CH: I think we shouldn’t forget that when you’re a bank you represent a systemic risk for the economy. So for different types of banking licences it’s important to manage risk according to the use. For example the mobile phone wallets have specific storage limits and that’s a way of controlling risk to Hong Kong’s economy which, after all, relies strongly on financial services.
But ultimately the goal of the regulators is to push innovation while also protecting the users. They’re not looking to open the market up for anyone and everyone.
That being said, my feeling is that you will see a similar pattern to the way the mobile phone wallets were introduced. On that occasion we saw licences given out to technology companies, telecom companies, mobility companies and banks. I think we’ll see a similar situation with the virtual banks. It will be very much open to new players.
HKE: Are there other government initiatives coming up that we should keep an eye out for?
CH: September will be exceptionally busy. First with the issuing of virtual banking licences. Secondly we’ll soon see a common QR code regulation introduced which will ensure that codes used by all payment apps will be uniform, making it easier for shops and users alike to pay efficiently and with ease.

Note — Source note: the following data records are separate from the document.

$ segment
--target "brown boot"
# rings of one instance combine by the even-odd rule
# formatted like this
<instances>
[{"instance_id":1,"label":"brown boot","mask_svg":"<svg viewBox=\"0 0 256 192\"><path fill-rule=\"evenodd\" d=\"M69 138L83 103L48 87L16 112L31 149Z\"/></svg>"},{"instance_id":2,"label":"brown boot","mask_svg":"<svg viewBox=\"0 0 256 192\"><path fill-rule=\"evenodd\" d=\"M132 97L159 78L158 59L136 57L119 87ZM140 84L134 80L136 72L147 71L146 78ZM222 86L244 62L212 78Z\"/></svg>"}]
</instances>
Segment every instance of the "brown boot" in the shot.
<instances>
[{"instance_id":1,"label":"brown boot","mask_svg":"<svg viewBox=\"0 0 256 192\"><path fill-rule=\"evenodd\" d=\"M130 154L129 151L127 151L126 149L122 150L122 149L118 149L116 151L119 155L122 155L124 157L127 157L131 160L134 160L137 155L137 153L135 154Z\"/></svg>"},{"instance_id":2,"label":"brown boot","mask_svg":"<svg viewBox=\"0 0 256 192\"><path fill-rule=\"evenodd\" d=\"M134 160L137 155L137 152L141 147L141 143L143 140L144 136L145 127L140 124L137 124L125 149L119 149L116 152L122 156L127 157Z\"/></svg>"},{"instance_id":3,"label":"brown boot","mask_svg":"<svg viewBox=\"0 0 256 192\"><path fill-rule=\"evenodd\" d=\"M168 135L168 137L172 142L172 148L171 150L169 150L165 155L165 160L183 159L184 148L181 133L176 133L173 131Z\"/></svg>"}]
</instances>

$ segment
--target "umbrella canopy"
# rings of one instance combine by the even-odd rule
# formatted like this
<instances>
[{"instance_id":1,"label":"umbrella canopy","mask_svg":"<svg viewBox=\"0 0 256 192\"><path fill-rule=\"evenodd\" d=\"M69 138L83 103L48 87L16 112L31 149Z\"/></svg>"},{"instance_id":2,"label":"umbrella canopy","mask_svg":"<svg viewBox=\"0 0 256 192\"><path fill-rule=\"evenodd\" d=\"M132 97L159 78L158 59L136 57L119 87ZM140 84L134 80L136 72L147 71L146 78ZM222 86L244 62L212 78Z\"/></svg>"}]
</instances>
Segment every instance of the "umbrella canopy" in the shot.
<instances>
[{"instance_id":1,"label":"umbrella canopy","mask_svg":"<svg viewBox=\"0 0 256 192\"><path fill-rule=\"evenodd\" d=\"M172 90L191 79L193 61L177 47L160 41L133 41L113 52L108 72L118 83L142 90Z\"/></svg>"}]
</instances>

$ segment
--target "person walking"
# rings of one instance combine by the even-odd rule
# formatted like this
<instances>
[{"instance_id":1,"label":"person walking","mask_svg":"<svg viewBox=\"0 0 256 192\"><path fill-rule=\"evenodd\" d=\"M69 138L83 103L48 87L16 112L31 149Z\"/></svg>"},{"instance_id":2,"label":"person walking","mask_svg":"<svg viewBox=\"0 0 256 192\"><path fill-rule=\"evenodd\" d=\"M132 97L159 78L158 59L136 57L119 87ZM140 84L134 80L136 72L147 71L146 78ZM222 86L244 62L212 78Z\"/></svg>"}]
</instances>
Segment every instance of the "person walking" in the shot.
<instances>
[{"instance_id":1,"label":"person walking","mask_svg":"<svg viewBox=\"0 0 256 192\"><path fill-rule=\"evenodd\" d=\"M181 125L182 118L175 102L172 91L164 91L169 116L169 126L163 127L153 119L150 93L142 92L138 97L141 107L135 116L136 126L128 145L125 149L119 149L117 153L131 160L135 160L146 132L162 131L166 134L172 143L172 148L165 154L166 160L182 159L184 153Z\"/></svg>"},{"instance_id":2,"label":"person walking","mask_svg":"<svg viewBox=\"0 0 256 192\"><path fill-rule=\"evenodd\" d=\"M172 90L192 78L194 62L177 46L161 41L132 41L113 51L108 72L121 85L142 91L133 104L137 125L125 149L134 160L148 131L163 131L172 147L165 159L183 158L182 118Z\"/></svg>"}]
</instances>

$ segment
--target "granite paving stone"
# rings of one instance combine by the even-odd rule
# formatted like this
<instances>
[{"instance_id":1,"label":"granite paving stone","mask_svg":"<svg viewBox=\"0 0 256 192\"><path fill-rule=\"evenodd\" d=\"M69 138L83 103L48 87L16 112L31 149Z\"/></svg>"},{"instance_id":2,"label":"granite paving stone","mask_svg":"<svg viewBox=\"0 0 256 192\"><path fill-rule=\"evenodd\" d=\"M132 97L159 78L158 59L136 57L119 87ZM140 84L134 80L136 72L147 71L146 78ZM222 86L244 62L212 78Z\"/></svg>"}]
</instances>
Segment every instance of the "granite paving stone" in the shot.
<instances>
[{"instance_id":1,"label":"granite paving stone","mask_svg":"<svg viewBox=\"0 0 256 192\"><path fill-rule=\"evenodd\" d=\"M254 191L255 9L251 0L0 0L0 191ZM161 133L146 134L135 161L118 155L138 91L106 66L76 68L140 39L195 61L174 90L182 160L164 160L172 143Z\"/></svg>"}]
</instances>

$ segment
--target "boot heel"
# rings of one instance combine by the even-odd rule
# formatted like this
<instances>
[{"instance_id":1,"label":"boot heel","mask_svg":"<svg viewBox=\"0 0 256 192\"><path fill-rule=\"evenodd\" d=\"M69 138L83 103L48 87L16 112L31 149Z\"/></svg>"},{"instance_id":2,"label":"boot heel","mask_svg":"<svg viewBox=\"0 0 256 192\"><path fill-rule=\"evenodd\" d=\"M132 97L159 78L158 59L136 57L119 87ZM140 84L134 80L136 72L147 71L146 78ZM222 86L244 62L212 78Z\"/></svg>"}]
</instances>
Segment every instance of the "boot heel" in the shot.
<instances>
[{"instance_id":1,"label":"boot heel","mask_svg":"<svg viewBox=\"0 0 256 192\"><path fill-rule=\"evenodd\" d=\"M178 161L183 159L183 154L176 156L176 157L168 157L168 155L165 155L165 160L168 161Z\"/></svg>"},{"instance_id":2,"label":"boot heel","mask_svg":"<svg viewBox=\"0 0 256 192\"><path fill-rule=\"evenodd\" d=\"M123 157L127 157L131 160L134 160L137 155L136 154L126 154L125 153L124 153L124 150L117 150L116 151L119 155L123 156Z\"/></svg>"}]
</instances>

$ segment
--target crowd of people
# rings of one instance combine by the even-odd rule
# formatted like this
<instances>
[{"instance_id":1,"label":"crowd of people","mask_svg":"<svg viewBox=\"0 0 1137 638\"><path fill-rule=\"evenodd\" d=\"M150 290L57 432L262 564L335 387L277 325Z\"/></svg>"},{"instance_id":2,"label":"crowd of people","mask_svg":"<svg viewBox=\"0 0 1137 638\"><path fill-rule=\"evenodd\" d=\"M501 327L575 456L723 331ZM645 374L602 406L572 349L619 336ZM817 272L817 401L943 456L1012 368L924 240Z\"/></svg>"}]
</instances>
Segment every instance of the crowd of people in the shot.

Another major initiative is the blockchain trade finance platform across Hong Kong banks. The HKMA, working with seven major banks, are completely revamping the trade finance workflow within banks. Today it’s very costly and time consuming for banks to help SMEs with their trading and activity. The result is those SMEs suffer. By taking this paper-intensive process online onto the blockchain, it means any requisite documents will move between banks effortlessly as way of validating an SME’s trade.
Next year, as part of an agreement we signed during last year’s Hong Kong FinTech week, this platform will be connected with the equivalent trade finance blockchain in Singapore.
Finally, fast payments are set to be introduced in September also and will be a real game-changer. Anyone in Hong Kong will be able to move money instantly and free of charge between all banks as well as all mobile phone wallets in Hong Kong.
HKE: You mentioned that announcement as part of last year’s FinTech week – this year’s edition is just on the horizon, what’s the purpose of the event?
CH: The Hong Kong FinTech week presented by InvestHK is now in its third year and we’ve been doubling our numbers every year. This year we have 8,000 sqm at the Hong Kong Convention Centre to welcome 8,000 attendees with 100+ companies exhibiting and three stages for talks. The idea is to host a large-scale networking and education event. Our aim is to bring overseas companies to Hong Kong to meet with potential customers while simultaneously stimulating the FinTech ecosystem here.
This will also be the first time that we’ll host a cross-border FinTech week. The event will finish in Shenzhen as part of our desire to align with the government’s strategic objective of nourishing the connections within the Greater Bay Area. FinTech startups visiting Hong Kong for the week will be able to really experience the opportunity the city offers you to easily access the enormous market just across the border.
HKE: Greater Bay Area is one thing but perhaps the even bigger point of interest for Hong Kong is the Belt and Road initiative. What’s FinTech’s role in positioning the city within this initiative?
CH: Firstly, the Greater Bay Area is a fantastic medium-term case study for Hong Kong where we must reshape our companies and our mentalities to make the most of the initiative and prepare the city for the business opportunities of Belt and Road.
If you look at the roughly 100 countries along the Belt and Road, most of them have very nascent financial services infrastructure. Hong Kong will be a great place to raise funds and to have a legal base whether you’re a Chinese or international firm. The key fundamentals are already there: stable regulations, low tax rates, a trusted financial centre, rule of law and English-language prowess.
FinTech will simply be the enabler for Hong Kong to continue doing what it does best.